Purpose: Examine the effects of active video games (AVGs) on children’s school-day energy expenditure (EE) and physical activity (PA)-related self-efficacy, social support, and outcome expectancy over 9 months. Method: Participants were 81 fourth grade students ( X ¯ age = 9.23 years, SD = 0.62; 39 girls) from two urban Minnesota elementary schools. A once-weekly 50 min AVG intervention was implemented in the intervention school for 9 months in 2014–2015 while the control school continued regular recess.

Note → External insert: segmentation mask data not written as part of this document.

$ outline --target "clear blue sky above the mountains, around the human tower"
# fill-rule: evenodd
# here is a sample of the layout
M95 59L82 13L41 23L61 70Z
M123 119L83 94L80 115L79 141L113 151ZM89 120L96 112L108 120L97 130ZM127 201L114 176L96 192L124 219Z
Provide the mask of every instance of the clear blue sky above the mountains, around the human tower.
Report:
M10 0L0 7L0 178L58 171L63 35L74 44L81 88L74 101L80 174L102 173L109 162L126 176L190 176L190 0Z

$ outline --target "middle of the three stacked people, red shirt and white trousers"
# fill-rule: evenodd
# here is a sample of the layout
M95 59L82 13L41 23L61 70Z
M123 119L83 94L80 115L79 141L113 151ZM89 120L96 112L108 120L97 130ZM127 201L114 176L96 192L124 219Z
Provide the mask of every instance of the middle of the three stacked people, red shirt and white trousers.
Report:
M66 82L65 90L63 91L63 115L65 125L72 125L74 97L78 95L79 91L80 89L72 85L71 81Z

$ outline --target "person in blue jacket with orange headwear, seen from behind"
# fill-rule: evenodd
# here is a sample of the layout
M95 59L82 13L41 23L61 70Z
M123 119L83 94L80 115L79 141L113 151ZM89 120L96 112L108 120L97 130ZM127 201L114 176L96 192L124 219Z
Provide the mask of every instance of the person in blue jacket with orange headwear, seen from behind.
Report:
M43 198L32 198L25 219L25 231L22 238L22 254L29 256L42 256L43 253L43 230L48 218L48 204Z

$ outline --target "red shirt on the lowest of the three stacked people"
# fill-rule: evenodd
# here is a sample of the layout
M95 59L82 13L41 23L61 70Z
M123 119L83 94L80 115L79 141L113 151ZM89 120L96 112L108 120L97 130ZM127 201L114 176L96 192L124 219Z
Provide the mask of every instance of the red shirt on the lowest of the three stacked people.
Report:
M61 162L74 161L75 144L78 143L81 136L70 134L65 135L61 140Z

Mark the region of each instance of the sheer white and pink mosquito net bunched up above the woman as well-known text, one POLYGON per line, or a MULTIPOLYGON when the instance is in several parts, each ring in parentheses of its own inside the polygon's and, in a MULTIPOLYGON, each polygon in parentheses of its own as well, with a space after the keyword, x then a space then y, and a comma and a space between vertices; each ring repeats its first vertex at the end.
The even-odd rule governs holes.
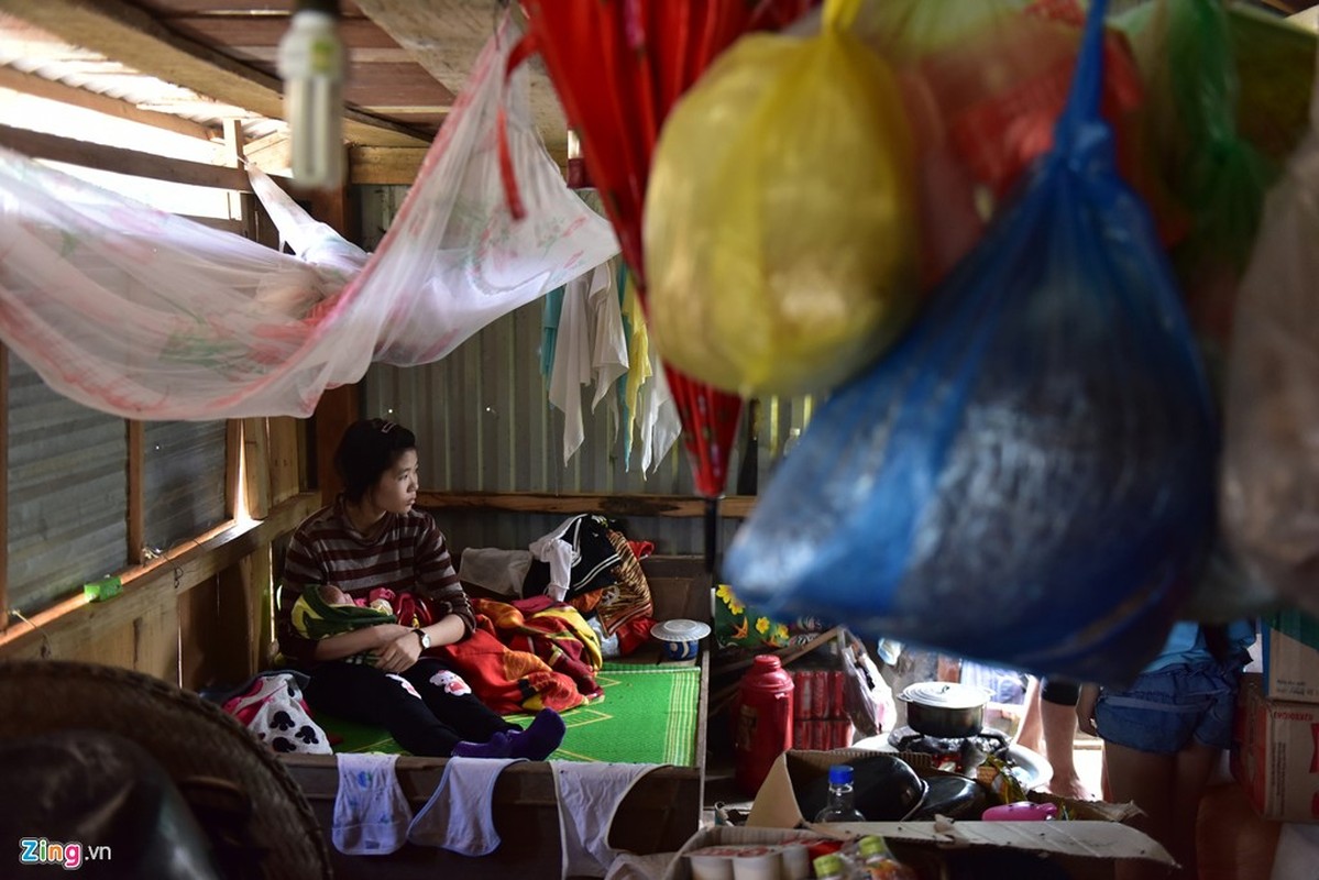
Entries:
POLYGON ((0 339, 57 392, 138 420, 309 416, 372 360, 439 360, 619 249, 545 152, 526 74, 505 80, 516 40, 505 20, 369 257, 256 170, 298 256, 0 149, 0 339))

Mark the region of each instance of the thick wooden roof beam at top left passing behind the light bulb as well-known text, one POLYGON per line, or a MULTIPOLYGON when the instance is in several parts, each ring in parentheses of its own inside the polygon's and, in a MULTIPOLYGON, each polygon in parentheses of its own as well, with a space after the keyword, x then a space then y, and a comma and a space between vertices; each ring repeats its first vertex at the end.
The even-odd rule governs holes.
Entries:
MULTIPOLYGON (((123 0, 0 0, 0 12, 144 74, 270 119, 284 119, 284 88, 277 77, 181 37, 123 0)), ((429 142, 418 132, 356 110, 344 112, 344 137, 376 146, 429 142)))

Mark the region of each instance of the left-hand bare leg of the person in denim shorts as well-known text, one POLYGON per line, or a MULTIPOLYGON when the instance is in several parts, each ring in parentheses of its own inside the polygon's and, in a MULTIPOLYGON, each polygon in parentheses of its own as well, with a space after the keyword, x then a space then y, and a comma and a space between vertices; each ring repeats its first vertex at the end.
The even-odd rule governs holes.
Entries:
MULTIPOLYGON (((1173 794, 1178 756, 1140 752, 1116 743, 1104 743, 1104 763, 1108 768, 1113 801, 1117 803, 1133 801, 1141 807, 1145 815, 1137 817, 1132 825, 1171 851, 1173 811, 1177 809, 1173 794)), ((1141 859, 1119 859, 1115 871, 1117 880, 1165 880, 1169 876, 1166 867, 1141 859)), ((1171 876, 1191 879, 1195 875, 1171 876)))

Children’s school-day EE (daily caloric expenditure) and mean daily metabolic equivalent (MET) values were estimated via accelerometry whereas self-efficacy, social support, and outcome expectancy were assessed with psychometrically-validated questionnaires. All measures were completed at baseline and at the 4th and 9th months. Results: We observed significant interaction effects for daily caloric expenditure, F(1, 58) = 15.8, p < 0.01, mean daily MET values, F(1, 58) = 11.3, p < 0.01, and outcome expectancy, F(1, 58) = 4.5, p < 0.05. Specifically, intervention children had greater increases in daily caloric expenditure (91 kilocalorie/day post-intervention group difference), with control children decreasing daily caloric expenditure over time. We observed identical trends for mean daily MET values (0.35 METs/day post-intervention group difference). Interestingly, we observed outcome expectancy to increase in the control children, but decrease among intervention children, at post-intervention (1.35 group difference). Finally, we observed a marginally significant interaction effect for social support, F(1, 58) = 3.104, p = 0.08, with an increase and decrease seen in the intervention and control children, respectively. We observed no interaction or main effects for self-efficacy. Discussion: Observations suggested an AVG intervention contributed to longitudinal increases in school-day EE and social support compared to the control condition. Future research should examine how self-efficacy and outcome expectancy might be promoted during school-based AVG interventions.